Doc Hatch started several organizations and annual projects at LHS. National Honor Society, Science Club, Stream Team, the Science Fair, Insect Collections, and the Envirothon team owed their beginnings to him, and some continue today. He also spent time sponsoring the speech team and National Forensics League.
He was active in the community as well, among other pursuits, he acted as a field consultant for the Missouri Department of Conservation, participated in community theater productions, and at the United Methodist Church, he taught Sunday School, spoke as a lay minister, and worked with youth.
Former students recall Doc Hatch as being intent on giving them the opportunity to learn. His precision of teaching, using his famous notecards to share information; his insistence that students behave in his classrooms so those interested in learning would have that opportunity; and his desire to teach students about nature are among the reasons Doc was remembered as an influential teacher. He inspired generations of students to engage in science, technology, engineering, mathematics and health related fields.
He believed in the potential of his students, and they recognized this.
“Kids want to be encouraged to learn,” Doc Hatch said. “They want to absorb stuff they can actually use.”
In 2001, he retired from full-time teaching, but continued to teach three hours per day until May of 2020, when he retired fully.

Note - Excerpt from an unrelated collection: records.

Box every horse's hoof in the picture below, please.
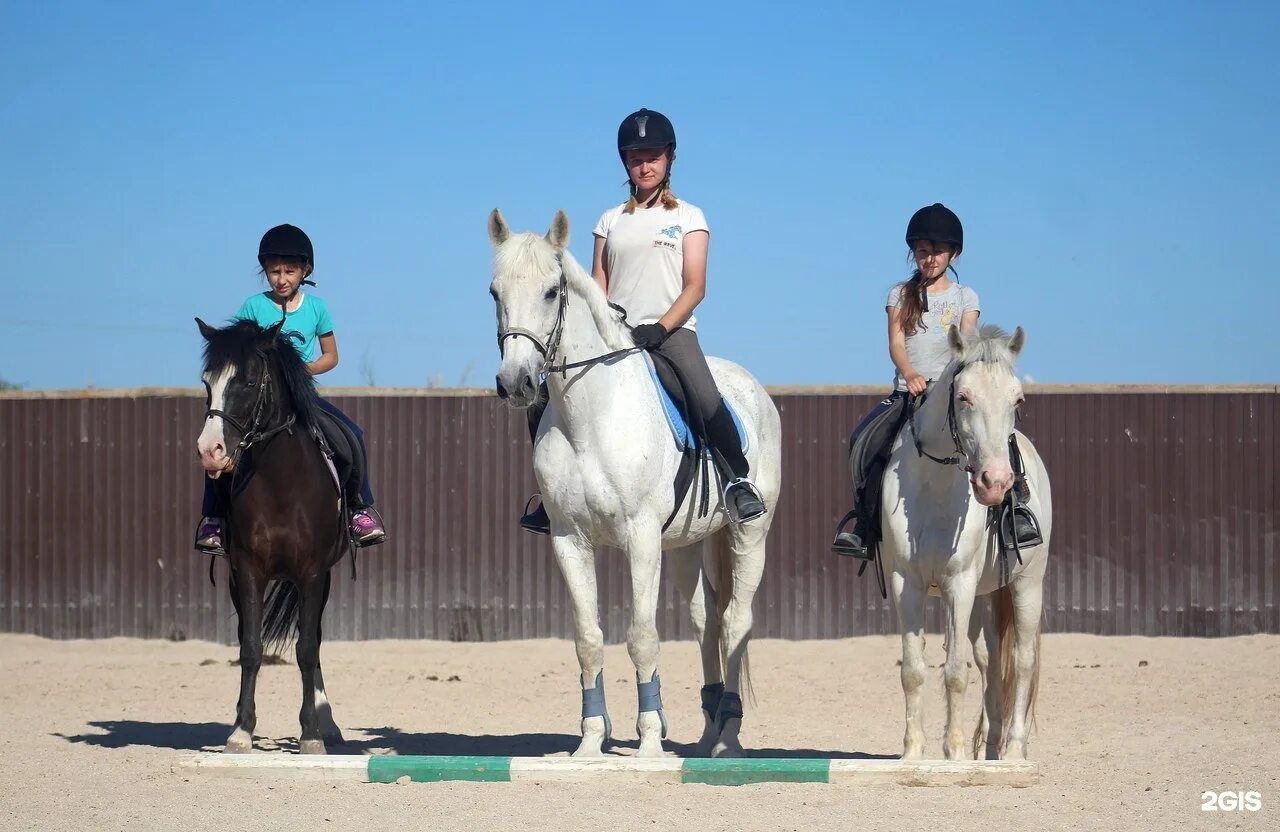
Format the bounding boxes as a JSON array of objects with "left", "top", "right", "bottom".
[
  {"left": 570, "top": 740, "right": 606, "bottom": 758},
  {"left": 224, "top": 728, "right": 252, "bottom": 754},
  {"left": 711, "top": 741, "right": 744, "bottom": 759},
  {"left": 300, "top": 739, "right": 327, "bottom": 755},
  {"left": 635, "top": 739, "right": 666, "bottom": 759}
]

When chosen as Teacher of the Month shortly before his second retirement, Doc Hatch said, “This is a career choice I enjoy. Working with kids themselves is not work…the paperwork and business side is work…but I am still excited about working with self-motivated and brilliant students who want what I have to offer.”
Doc Hatch shared with his students his love for the natural resources, wildlife and outdoor recreation of this area, and imparted onto them the importance of protecting the environment. Fishing, turkey hunting, searching for Indian artifacts and bird counting were some of the outdoor activities he loved.
As important as he became to his community, one cannot forget the role of Dan Hatch in his family, as husband to Cookie, father to David and Melissa, and grandfather, great-grandfather and uncle. The sense of loss felt by former students, educators who worked alongside him, fellow members of his church and the community are all minimal in comparison to the impact on his family.
May the family find some solace in the knowledge that the essence of Doc Hatch will live on, each time one of those he touched shares their love of nature, their love of science, or their love of God and family with the next generation.
“We have been blessed to have had such an amazing man as a husband and father. He set an example of how to live life and taught us so much! He was a beloved husband and father, as well as a beloved teacher, mentor, colleague, and friend to so many. He touched many lives and was always willing to share his knowledge and love of life, leading us all to be inspired to be better “huuuuumaaaaans!” ~ The family of Daniel “Doc” Hatch.
In addition to visitation and funeral services on Monday and Tuesday, respectively (see obituary on A3), a candlelight vigil was planned in honor of Dr. Hatch outside the Sherman Hill Field House on Wednesday, January 24, at 5:30 p.m., with everyone invited to attend.